Significant research strands within the theme include:

Physical activity, sedentary behaviour, sport and health.
Research in this area include; mapping the interaction of physical activity, sedentary behaviour and health in children, adolescents and adults, and in clinical populations; the optimal measurement of physical activity; the correlates and determinants of health promoting physical activity; developing and evaluating physical activity interventions across the lifespan; developing effective policy for physical activity and sedentary behaviour; the implementation of physical activity policy; physical activity the use of exercise and physiotherapy interventions to improve the health and well-being of clinical populations including people with multiple sclerosis and rheumatoid arthritis.    Translational work examines physiology and biomechanics of sports performance sports injuries, including thoracic spine and shoulder pain, lower limb tendinopathy and lower back pain.
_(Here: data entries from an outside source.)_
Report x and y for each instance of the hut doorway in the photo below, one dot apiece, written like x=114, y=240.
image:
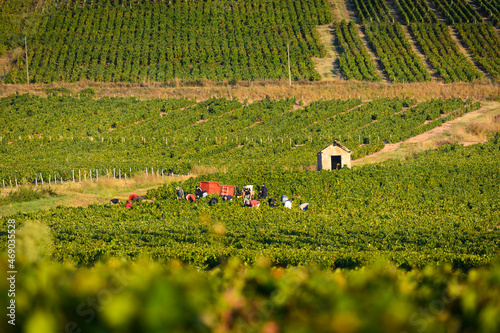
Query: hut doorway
x=336, y=162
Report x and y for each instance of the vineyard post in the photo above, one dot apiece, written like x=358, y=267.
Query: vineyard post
x=27, y=69
x=289, y=72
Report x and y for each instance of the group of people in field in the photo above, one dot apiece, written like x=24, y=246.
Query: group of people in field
x=248, y=195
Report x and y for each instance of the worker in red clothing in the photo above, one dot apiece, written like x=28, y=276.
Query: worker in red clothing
x=252, y=203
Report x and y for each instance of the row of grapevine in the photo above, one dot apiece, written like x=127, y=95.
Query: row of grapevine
x=56, y=135
x=443, y=53
x=158, y=42
x=484, y=44
x=492, y=8
x=355, y=61
x=371, y=11
x=400, y=63
x=416, y=11
x=458, y=11
x=116, y=296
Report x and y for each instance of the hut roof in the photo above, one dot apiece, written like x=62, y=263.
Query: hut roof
x=338, y=144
Exercise metabolism, diet and health.
Research within this strand includes; the plasticity and metabolic adaptation of skeletal muscle in response to exercise; human body composition/anthropometric phenotype in healthy adults and disease states; metabolic regulation of fatigue, specifically neuroendocrine, substrate metabolism, skeletal muscle buffering, oxidative stress and immune function in health and disease; vitamin-K dependent proteins in health and disease; how diet can impact and modulate the gut microbiota and thus impact health.
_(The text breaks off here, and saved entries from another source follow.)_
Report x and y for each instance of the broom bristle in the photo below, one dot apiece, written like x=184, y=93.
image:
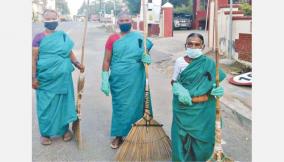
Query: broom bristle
x=145, y=143
x=223, y=159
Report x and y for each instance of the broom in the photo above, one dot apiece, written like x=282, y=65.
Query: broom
x=218, y=154
x=81, y=80
x=146, y=141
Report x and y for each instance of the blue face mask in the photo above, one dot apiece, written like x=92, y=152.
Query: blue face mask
x=51, y=25
x=125, y=27
x=193, y=53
Stress, mental health and well-being.
This strand has a focus on causes and effects of stress, mental health and well-being.  Current projects include; the effects of exercise on mental health, particularly anxiety and depression, among otherwise healthy adults and chronically-ill patients; psychological trauma, social identity, health and adjustment; the health and social costs of class divisions; sharing hope: community support, identity and suicide prevention; self-defining memory, identity and neuro-rehabilitation and social integration post Brain Injury; the stress of unemployment and its impact on the stress hormones cortisol and DHEA; the psychological processes that help people to be mentally healthy, and how those processes are different in people with states like depression and anxiety.

Theme Lead - Brian Carson

Dr Brian P. Carson  is an Exercise Physiologist in the Physical Education and Sport Sciences department at the University of Limerick. Brian's research interests are primarily focused on the plasticity and metabolic adaptation of skeletal muscle in response to exercise and how this can be modified through interaction with nutrition. Brian’s current research projects are investigating exercise and nutrient interventions to optimise skeletal muscle and whole-body metabolism in populations across the health and lifespan. Therefore, the regulation of whole-body metabolism by skeletal muscle contraction and myokine release is of specific interest. In collaboration with a number of PIs at UL, Brian currently receives funding from the Food for Health Ireland 2 (FHI2) programme to investigate the efficacy of nutrient supplementation with proteins mined from milk to provide metabolic outcomes which support Healthy Ageing and Performance Nutrition (HAPN).